The instinctive reaction to punish prisoners harshly, to deter current and future prisoners through brutal conditions, is a natural one for some. In the aftermath of an attack like last week’s London Bridge attack, the desire to exact vengeance from those who have wreaked havoc and devastation is understandable, especially when such an attack seemingly rejects the very notion of rehabilitation.
But while an Old Testament-style fire and fury response may appeal to our primitive passions, it is poor policy- unless the aim is to incite more crime, not less.
Learning Together, which was last week celebrating its fifth anniversary until the cries of celebration turned to cries of horror, is a charity which fundamentally rejects the idea that brutality and suffering should lie at the heart of our prisons policy.
Lsat year we interviewed John Crilly, the ex prisoner who fought the London Bridge attacker. He had had his conviction for murder quashed in the first and only successful challenge of a joint enterprise conviction. John talks about his experience on Learning Together and on meeting the judge that sentenced him.
Imagine struggling to read a letter from your bank. Or looking at the change handed over in Tesco’s, unsure if it’s right or not. Or applying for a job when you don’t have anything to put in the box labelled ‘educational qualifications’. Half of the UK’s prison population is functionally illiterate.
Learning together is premised on the ideal that few are truly beyond redemption, and that all deserve, at least, the opportunity to try and rise above their past actions. Founded at the University of Cambridge in 2015 by Amy Ludlow and Ruth Armstrong, it aspires to change prisoners’ lives through education, fulfilling its motto of ‘education as the practice of freedom’.
Students at Cambridge and partner universities are encouraged to work with prisoners in courses that range from criminology to literary criticism, developing prisoners’ and students’ knowledge and skills, whilst giving students awareness of a life which may have been hitherto foreign to them. Ludlow told the Guardian in 2016 that students had found it to be ‘the most engaging way they’ve studied’, allowing them to see prisoners as names and faces, rather than mere statistics.
Even if few and far between, programmes such as Learning Together and Durham University’s Inside-Out recognise that prisoners should not be defined by the label ‘criminal’. Instead, they allow inmates to learn and develop, enabling both them and the students with whom they sudy to discover that they are not bound to a single track in life, but have genuine choice.
For inmates on advanced courses like this, the aim is to lay a path to higher education, with modules taken on the Learning Together course accepted as credit towards an undergraduate degree if they pursue one, and Cambridge now offering bursaries to some participants.
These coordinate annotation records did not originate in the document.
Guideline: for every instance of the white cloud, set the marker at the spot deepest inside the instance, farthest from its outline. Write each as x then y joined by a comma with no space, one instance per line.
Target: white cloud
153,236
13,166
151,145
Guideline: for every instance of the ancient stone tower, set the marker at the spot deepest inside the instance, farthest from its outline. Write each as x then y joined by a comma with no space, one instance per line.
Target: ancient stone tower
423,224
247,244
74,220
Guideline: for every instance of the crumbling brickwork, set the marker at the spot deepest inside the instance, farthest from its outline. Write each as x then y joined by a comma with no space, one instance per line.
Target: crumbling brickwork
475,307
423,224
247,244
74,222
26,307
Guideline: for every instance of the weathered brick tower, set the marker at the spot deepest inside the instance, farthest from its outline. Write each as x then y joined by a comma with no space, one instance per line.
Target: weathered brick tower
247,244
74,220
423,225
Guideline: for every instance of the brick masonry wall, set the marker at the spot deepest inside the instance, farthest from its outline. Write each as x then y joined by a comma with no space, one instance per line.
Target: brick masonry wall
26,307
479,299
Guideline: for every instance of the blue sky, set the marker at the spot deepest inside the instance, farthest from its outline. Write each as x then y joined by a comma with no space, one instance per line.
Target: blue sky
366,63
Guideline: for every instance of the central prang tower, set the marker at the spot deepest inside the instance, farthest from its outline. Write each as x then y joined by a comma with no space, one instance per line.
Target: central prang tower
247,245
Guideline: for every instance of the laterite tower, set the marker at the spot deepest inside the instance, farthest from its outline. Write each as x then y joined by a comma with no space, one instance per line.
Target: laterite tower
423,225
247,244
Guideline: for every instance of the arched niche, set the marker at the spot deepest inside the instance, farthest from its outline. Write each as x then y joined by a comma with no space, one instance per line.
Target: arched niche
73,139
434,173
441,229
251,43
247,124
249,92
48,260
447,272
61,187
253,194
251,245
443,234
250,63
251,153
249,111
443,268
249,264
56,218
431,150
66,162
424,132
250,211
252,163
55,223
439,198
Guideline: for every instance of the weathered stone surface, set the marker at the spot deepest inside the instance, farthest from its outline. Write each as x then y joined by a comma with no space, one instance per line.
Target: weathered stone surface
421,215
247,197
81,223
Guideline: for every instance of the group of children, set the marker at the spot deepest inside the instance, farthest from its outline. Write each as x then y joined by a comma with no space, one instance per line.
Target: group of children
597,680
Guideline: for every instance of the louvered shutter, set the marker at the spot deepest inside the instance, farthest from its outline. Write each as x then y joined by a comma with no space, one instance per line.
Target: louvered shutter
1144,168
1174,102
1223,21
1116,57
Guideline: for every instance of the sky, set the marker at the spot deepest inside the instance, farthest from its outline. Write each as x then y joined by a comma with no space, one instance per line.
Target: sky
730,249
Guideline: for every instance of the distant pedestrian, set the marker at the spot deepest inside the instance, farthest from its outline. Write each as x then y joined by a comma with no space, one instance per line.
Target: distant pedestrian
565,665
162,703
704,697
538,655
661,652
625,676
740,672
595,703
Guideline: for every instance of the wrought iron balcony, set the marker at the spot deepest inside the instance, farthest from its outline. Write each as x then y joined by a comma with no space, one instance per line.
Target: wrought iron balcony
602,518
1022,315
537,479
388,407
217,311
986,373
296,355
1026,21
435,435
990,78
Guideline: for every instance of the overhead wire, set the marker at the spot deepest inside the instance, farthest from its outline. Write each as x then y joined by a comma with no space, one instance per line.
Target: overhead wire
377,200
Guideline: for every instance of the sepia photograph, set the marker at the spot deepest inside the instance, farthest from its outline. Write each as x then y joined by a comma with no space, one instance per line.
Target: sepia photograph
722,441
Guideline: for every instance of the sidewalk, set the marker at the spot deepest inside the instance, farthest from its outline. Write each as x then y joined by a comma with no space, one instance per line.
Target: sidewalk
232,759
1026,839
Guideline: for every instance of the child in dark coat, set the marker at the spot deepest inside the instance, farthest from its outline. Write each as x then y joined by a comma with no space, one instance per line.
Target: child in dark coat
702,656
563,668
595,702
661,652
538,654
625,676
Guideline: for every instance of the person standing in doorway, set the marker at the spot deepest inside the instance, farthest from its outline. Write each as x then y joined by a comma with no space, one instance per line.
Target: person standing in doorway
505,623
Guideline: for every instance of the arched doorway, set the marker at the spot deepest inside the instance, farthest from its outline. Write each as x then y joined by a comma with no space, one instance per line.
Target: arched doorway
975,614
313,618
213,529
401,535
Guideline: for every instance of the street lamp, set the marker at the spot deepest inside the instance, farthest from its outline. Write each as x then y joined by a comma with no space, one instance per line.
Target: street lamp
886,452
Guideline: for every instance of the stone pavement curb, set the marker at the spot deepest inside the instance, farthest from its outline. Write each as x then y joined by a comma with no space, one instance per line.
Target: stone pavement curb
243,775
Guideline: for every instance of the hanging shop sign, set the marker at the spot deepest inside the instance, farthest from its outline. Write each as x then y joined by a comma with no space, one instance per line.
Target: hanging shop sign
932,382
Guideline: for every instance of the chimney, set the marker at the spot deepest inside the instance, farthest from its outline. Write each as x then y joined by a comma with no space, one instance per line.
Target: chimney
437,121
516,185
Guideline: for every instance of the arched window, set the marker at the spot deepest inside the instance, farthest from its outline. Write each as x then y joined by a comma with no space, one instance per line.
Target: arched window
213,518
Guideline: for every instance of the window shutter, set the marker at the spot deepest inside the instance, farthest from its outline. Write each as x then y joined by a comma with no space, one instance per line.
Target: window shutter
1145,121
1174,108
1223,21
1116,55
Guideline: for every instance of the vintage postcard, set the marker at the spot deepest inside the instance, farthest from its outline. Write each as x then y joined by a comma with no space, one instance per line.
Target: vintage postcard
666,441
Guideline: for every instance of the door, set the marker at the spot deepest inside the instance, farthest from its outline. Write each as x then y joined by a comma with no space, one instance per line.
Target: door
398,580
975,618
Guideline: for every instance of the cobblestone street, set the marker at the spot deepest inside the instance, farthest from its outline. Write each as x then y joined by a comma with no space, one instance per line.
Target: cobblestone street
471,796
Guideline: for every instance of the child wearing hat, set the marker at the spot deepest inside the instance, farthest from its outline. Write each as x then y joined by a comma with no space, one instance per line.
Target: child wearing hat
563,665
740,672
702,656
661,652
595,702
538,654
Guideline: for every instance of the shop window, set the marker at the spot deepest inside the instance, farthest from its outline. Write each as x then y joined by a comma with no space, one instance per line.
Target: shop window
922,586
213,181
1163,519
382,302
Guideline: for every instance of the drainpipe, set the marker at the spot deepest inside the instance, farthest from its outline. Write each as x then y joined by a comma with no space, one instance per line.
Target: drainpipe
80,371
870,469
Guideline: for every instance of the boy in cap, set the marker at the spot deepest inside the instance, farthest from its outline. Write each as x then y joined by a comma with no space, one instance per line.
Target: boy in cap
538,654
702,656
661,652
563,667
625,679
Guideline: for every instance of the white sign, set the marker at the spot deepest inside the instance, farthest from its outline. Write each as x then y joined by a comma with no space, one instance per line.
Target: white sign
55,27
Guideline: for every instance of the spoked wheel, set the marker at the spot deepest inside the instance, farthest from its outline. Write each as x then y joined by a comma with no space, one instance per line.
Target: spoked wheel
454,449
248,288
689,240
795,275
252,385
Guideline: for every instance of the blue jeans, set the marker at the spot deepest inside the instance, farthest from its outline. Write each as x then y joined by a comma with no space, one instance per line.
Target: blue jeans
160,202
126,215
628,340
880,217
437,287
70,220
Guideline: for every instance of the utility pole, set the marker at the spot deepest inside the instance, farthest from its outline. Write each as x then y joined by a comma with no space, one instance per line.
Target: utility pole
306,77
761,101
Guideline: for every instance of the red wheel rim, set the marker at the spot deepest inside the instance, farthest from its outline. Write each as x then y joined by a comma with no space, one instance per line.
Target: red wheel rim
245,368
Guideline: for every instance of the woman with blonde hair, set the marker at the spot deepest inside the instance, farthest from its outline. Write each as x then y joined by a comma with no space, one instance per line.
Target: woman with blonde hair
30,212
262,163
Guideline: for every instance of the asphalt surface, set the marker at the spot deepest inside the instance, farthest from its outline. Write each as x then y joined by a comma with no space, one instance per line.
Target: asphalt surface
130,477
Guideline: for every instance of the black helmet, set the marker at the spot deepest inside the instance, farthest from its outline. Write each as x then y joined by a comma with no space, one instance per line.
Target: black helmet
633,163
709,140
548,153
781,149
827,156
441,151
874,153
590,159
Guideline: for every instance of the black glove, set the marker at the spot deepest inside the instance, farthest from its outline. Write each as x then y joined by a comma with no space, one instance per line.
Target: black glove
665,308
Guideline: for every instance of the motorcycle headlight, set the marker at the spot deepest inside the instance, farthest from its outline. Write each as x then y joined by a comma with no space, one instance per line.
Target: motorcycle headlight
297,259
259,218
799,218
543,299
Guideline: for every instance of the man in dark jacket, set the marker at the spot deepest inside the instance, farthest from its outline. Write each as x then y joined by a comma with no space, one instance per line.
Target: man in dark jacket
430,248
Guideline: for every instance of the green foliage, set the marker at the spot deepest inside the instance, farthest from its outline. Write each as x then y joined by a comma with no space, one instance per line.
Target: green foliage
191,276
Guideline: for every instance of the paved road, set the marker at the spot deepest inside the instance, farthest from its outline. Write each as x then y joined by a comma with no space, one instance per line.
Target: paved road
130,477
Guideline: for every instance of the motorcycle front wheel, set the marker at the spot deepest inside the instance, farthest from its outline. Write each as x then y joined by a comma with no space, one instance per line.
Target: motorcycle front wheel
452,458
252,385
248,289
Other charities offer more foundational work, like the Prisoners’ Education Trust, which helps inmates and ex-offenders gain basic qualifications, giving them the opportunity to achieve the credentials and hone the tools necessary to meaningfully participate in society.
Admittedly, these courses are labour-intensive and expensive. Yet prison is already hideously expensive, as I have previously written here, as well as woefully inefficient. For nearly half of prisoners, prison is a mere staging post on a ceaseless track, their detention a repeated cost for the state to bear. Currently 46% of all offenders re-offend within a year, whilst those sentenced for less than a year are more likely than not to return to prison.
In contrast, while we do not yet have figures for Learning Together and Inside-Out (which, strictly speaking, target prisoner education, rather than rehabilitation), the Ministry of Justice’s own data suggests that prisoners who engage on a learning programme are 10% less likely to reoffend, whilst the Violence Reduction Unit in Scotland has seen a 22% reduction in the rate of re-convictions.
Programmes like this may be long-term, but are proven to bear fruit, saving criminals from a lifetime of prison, and would-be victims from the trauma of crime. Many have been quick to point to Umran Khan’s participation in the scheme, forgetting that those ‘citizen heroes’ who bravely challenged his attack were also participants in it. We should not judge an orchard by a single apple.
Providing meaningful education to those incarcerated is only one step towards developing a just, humane and effective penal policy. Alongside education and rehabilitation, opportunities need to be offered beyond prison, opportunities like those provided by Redemption Roasters, a coffee company which runs its coffee-roasters from Aylesbury Prison, and trains inmates in ‘competition-level barista skills’, employing some in their London coffeeshops. It gives inmates a purpose in prison, and prospects out of it.
It is ideas and companies like this which should be implemented wholesale, not ridiculous and embarrassing policies like banning books or making libraries a reward instead of a well-funded, well-manned resource.
Jack Merritt’s father puts our government to shame. In the face of his son’s murder, he personified his spirit, rejecting the shallow, cynical response of the prime minister, and instead wrote for the Guardian about his, and Jack’s, belief in the ‘inherent goodness of humanity’.
If Dave Merritt can set aside his pain to champion the need for a better world for those most in need, it behoves us, and the government, to listen to and engage with his words. So far, our prime minister has disappointed. Should he remain in No. 10, let us hope he can do better.